By AMOS MUOKI
The Constitution of Kenya, 2010 makes a bold and unequivocal promise. Article 43(2) declares that “a person shall not be denied emergency medical treatment.” On its face, this provision suggests that when life is at risk, access to care should not depend on wealth, status, or the nature of the health facility—public or private. Yet, the lived reality of many Kenyans raises a troubling question: Is emergency medical treatment a guaranteed right in practice, or merely an aspirational ideal on paper?
Emergency medical treatment is a constitutional right guaranteed in the Constitution, 2010 but its implementation faces challenges.
Emergency medical treatment is defined under section 2 of the Health Act, No. 21 of 2017 as “necessary immediate health care that must be administered to prevent death or worsening of a medical condition.” This definition captures the urgency and non-negotiable nature of emergency care.
Emergencies, by their very nature, do not wait for administrative processes, bed availability, or the ability to raise a cash deposit.
Medical research and practice identify emergencies across three broad categories. First are trauma-related emergencies arising from road traffic accidents, assaults, mob justice, penetrating injuries such as stabbings, snake bites, sexual assault, electrocution, and mass casualty incidents.
Second are medical emergencies such as loss of consciousness, asthma attacks, poisoning, drowning, epilepsy, severe hypertension, infectious disease exposure, cerebral malaria, heart attacks, and internal bleeding.
Third are obstetric emergencies, including labour complications, ectopic pregnancies, and abortion-related complications, many of which carry life-threatening risks for mothers.
The devastating consequences of denying emergency care were laid bare in the widely reported case of Alex Madaga in 2015. Mr Madaga, a 37-year-old man, suffered serious head injuries following a hit-and-run accident in Nairobi. What followed was an 18-hour ordeal that exposed systemic failures and ethical dilemmas within Kenya’s health system.
At Coptic Hospital and later at Ladnan Hospital, both private institutions a deposit of KSh 200,000 was demanded before admission. His wife, who had accompanied him throughout the night in the ambulance, could not raise the money. Admission was refused. By the time Mr Madaga was eventually admitted at Kenyatta National Hospital, his condition had deteriorated irreversibly. He died shortly thereafter. His death was not merely the result of injury, but of delay, delay occasioned by institutional refusals grounded in financial considerations.
The Madaga case starkly illustrated the tension between two competing interests: the constitutional right to emergency medical treatment and the commercial nature of private health care institutions. Do private hospitals, operating as profit-making entities, bear the same constitutional obligation as public hospitals? And if they fail to provide emergency care, what is the responsibility of the State?
In response to such tragedies, Kenya has taken significant legislative and policy steps. In 2017, Parliament enacted the Health Act, No. 21 of 2017, establishing a unified national health system encompassing both public and private providers. The Act reinforces the constitutional guarantee by prohibiting the denial of emergency medical treatment and by placing obligations on all health facilities to provide such care.
Further, in 2021, the Ministry of Health promulgated the Kenya Emergency Medical Care Policy 2020–2030. The Policy seeks to establish a functional Emergency Medical Care (EMC) system by integrating national and county health infrastructure, setting standards for quality emergency care, providing mechanisms for sustainable financing, and creating governance structures for emergency services. Importantly, the Policy aligns Kenya with the World Health Organization Resolution 72.16, which calls on all countries to ensure universal access to timely emergency care for the acutely ill and injured.

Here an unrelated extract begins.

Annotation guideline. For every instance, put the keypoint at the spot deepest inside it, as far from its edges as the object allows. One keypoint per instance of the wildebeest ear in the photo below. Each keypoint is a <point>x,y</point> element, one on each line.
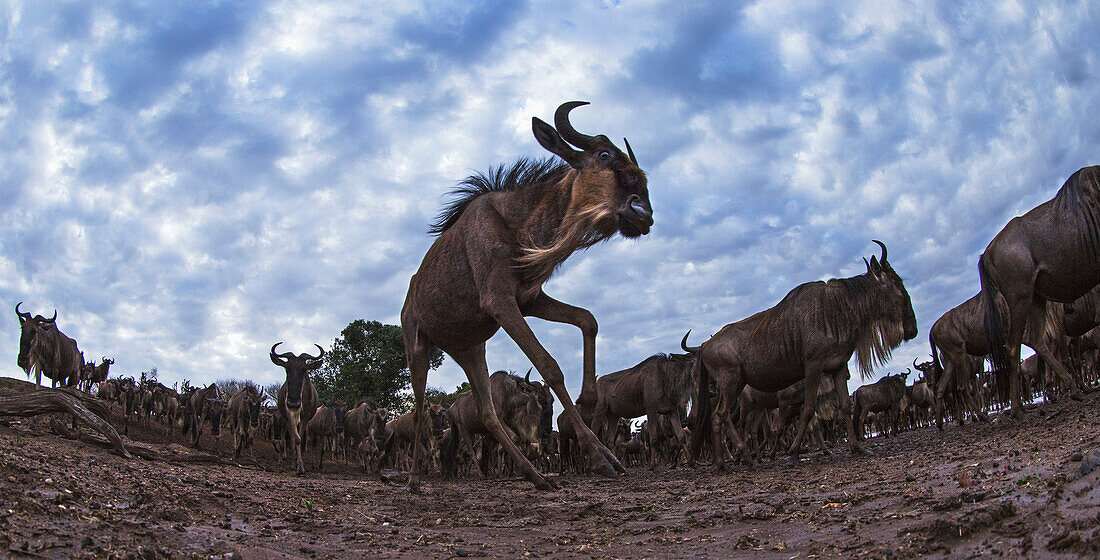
<point>549,139</point>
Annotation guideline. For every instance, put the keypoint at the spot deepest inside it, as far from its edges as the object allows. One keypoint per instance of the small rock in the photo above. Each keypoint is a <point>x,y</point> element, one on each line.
<point>1089,463</point>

These reforms represent meaningful progress. However, enforcement remains the critical test. A right without effective enforcement mechanisms risks becoming hollow. For emergency medical treatment to be truly realized as a right, private and public institutions alike must be held accountable, and the State must play an active role in regulation, oversight, and financing.
When a Kenyan collapses, bleeds, convulses, or goes into labour, the Constitution does not ask whether they can pay. It does not distinguish between a public or private hospital. It speaks in absolute terms. The challenge before Kenya is to ensure that this constitutional promise is honoured not only in law books and policy documents, but in hospital corridors, emergency rooms, and ambulances where life often hangs in the balance.
The writer is legal commentator on constitutional and human rights issues.